Enhancing Sentiment Analysis with Relational Graph Convolutional Networks and Pre-trained LLMs
Introduction
Sentiment analysis serves a critical role in understanding public opinion across various digital platforms. Given the limitations of traditional machine learning models which often treat text as "bag-of-words" or rely purely on sequence processing, there is a growing interest in leveraging more sophisticated models that encapsulate richer contextual relationships within the data. This paper introduces the integration of Relational Graph Convolutional Networks (RGCNs) with pre-trained LLMs (BERT and RoBERTa) to bolster the sentiment analysis task, specifically focusing on interpreting relations in graph-structured data.
Methodology
The paper delineates a methodological framework that comprises pre-processing text data, constructing heterogeneous graphs, utilizing pre-trained LLMs to initialize node embeddings, and applying RGCNs for node classification within these graphs. The process begins with standard text pre-processing steps, advancing to a more complex operation of building heterogeneous graphs where nodes represent documents and words, and edges signify different relations such as co-occurrences and semantic similarities.
The integration of BERT and RoBERTa models serves to enhance initial node representations, thereby capturing deep semantic meanings before they are fed into the RGCN architecture. This setup is hypothesized to harness both the relational structure of the text and the rich feature extraction capabilities of pre-trained LLMs, thereby potentially outperforming conventional models that do not consider these relationships explicitly.
Evaluation
For the evaluation, experiments were conducted on two datasets: Amazon product reviews in English and customer reviews from Digikala, an online retailer in Iran, in Persian. The paper compared the performance of the proposed RGCN approach against baseline models which include BERT and RoBERTa without RGCNs. Evaluation metrics such as accuracy and F1-score were employed to quantify model performance across different setups, including both balanced and imbalanced data scenarios.
Results
The experiments demonstrate that the RGCN-based models outperformed traditional methods significantly, indicating the efficacy of integrating RGCNs with pre-trained LLMs in capturing the relational and contextual nuances of text data. Notably, the models that combined RoBERTa with RGCNs achieved the highest performance scores in comparison to other configurations, which includes BERT with and without RGCNs, as well as standalone BERT and RoBERTa models.
Implications and Future Directions
This research contributes to the growing body of knowledge on applying graph-based neural networks to natural language processing tasks. Theoretically, it affirms the potential of graph neural networks in handling complex data relationships, a crucial aspect often overlooked in traditional text processing pipelines.

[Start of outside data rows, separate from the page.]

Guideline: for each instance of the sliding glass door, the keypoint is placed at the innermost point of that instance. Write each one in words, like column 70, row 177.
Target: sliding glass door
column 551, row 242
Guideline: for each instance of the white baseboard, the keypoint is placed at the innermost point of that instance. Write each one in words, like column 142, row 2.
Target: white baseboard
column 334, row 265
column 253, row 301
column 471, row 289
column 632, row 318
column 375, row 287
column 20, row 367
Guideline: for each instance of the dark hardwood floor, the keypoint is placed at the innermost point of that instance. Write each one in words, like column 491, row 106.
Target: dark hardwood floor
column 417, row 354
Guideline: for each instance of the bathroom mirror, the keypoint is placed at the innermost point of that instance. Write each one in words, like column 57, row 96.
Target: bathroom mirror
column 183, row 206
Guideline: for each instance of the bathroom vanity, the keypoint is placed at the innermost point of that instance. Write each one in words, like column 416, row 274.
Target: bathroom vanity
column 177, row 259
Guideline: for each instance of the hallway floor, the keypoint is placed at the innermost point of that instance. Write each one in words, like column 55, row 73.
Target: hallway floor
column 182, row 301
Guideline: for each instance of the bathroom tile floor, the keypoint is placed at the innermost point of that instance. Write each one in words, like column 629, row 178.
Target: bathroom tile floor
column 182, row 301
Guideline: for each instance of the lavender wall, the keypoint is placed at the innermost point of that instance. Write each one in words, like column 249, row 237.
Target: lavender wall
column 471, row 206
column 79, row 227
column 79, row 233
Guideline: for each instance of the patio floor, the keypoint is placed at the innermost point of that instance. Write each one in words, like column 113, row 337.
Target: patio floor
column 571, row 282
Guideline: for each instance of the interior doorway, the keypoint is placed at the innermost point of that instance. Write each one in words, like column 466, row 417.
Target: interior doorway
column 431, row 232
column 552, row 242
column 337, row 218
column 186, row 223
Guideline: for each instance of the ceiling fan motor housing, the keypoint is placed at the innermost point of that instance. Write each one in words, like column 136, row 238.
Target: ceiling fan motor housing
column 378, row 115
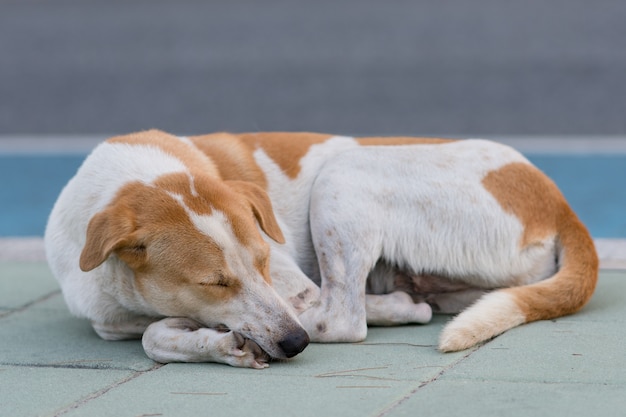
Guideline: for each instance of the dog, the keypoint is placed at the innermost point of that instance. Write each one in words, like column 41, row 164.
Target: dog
column 239, row 248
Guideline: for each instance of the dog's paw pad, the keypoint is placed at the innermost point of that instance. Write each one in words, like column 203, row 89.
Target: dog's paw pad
column 246, row 353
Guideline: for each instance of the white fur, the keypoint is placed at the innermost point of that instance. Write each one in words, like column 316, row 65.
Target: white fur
column 420, row 208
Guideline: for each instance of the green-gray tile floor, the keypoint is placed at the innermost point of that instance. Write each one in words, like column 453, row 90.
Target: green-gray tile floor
column 53, row 364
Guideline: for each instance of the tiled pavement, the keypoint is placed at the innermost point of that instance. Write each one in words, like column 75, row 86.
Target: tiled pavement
column 53, row 364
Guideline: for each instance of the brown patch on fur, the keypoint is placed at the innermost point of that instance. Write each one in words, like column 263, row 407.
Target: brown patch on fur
column 400, row 140
column 187, row 154
column 233, row 158
column 524, row 191
column 151, row 232
column 285, row 148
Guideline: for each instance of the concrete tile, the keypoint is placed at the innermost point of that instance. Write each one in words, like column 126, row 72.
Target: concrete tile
column 326, row 379
column 607, row 303
column 193, row 390
column 550, row 352
column 512, row 399
column 28, row 391
column 48, row 335
column 397, row 353
column 23, row 282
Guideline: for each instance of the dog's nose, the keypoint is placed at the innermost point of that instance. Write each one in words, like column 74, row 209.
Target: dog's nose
column 294, row 343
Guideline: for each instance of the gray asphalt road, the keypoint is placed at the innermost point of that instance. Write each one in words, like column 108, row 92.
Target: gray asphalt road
column 353, row 66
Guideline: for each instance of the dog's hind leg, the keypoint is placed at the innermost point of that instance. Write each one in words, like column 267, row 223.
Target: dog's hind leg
column 186, row 340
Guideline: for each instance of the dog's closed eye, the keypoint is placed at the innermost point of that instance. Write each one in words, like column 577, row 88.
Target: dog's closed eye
column 219, row 280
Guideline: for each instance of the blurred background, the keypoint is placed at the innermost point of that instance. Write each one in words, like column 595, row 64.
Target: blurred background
column 536, row 70
column 429, row 67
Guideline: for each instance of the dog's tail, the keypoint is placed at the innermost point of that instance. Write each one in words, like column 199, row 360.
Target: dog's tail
column 564, row 293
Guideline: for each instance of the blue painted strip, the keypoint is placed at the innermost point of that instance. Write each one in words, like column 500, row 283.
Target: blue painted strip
column 594, row 186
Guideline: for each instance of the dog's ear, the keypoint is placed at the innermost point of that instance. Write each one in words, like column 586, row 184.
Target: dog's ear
column 261, row 207
column 108, row 231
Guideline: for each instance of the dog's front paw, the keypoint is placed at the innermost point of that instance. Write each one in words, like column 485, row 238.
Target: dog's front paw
column 323, row 326
column 239, row 351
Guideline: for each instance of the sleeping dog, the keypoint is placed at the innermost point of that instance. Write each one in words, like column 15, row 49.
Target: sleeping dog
column 240, row 248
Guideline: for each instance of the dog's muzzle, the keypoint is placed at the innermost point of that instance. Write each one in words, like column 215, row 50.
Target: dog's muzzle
column 294, row 343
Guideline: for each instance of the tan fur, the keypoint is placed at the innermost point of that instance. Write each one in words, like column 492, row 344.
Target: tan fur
column 194, row 160
column 286, row 149
column 515, row 186
column 232, row 157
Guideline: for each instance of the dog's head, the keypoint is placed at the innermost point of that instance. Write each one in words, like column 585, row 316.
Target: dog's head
column 196, row 251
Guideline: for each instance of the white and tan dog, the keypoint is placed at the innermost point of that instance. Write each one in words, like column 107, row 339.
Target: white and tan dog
column 233, row 248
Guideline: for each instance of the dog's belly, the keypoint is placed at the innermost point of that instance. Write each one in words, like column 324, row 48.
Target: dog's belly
column 443, row 294
column 424, row 208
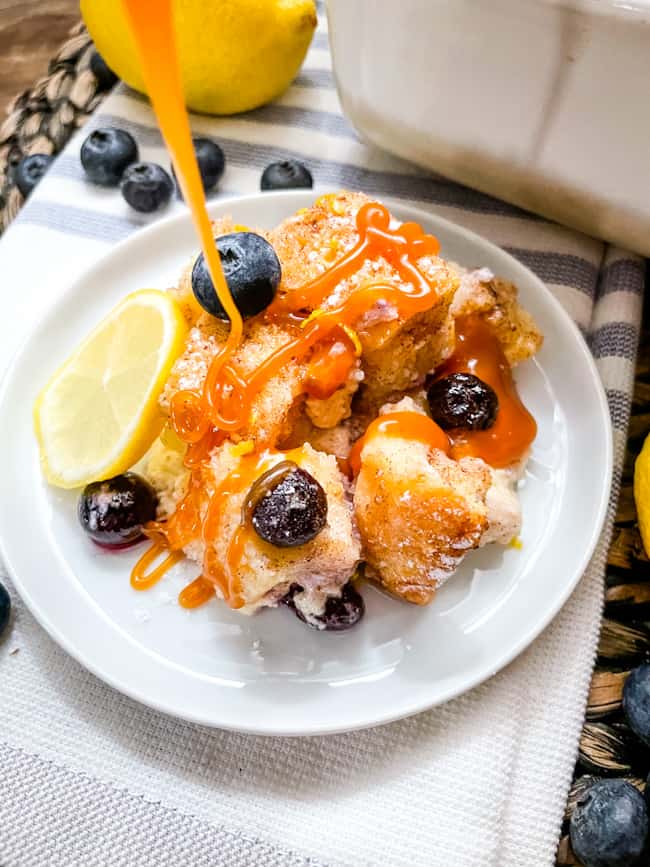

Practically, the findings could influence future developments in AI systems for social media monitoring, customer feedback analysis, and other domains where sentiment analysis is pivotal. These systems could deliver more nuanced and context-aware insights into public sentiments, which are valuable for strategic decision-making.
Looking ahead, extending this work could involve exploring more dynamic and adaptive graph construction methods, incorporating multimodal data, or applying the approach to other NLP tasks such as intent detection or summarization. Additionally, addressing the scalability and computational efficiency of RGCN models can make them more practical for real-world applications where data volume and velocity are high.
In conclusion, this research highlights the advantages of a hybrid approach that combines the strengths of relational graph models and advanced LLMs, paving the way for more sophisticated and nuanced AI tools in the field of sentiment analysis. Future studies should continue to build on these findings, optimizing and innovating further to harness the full potential of graph-based neural networks in text analytics.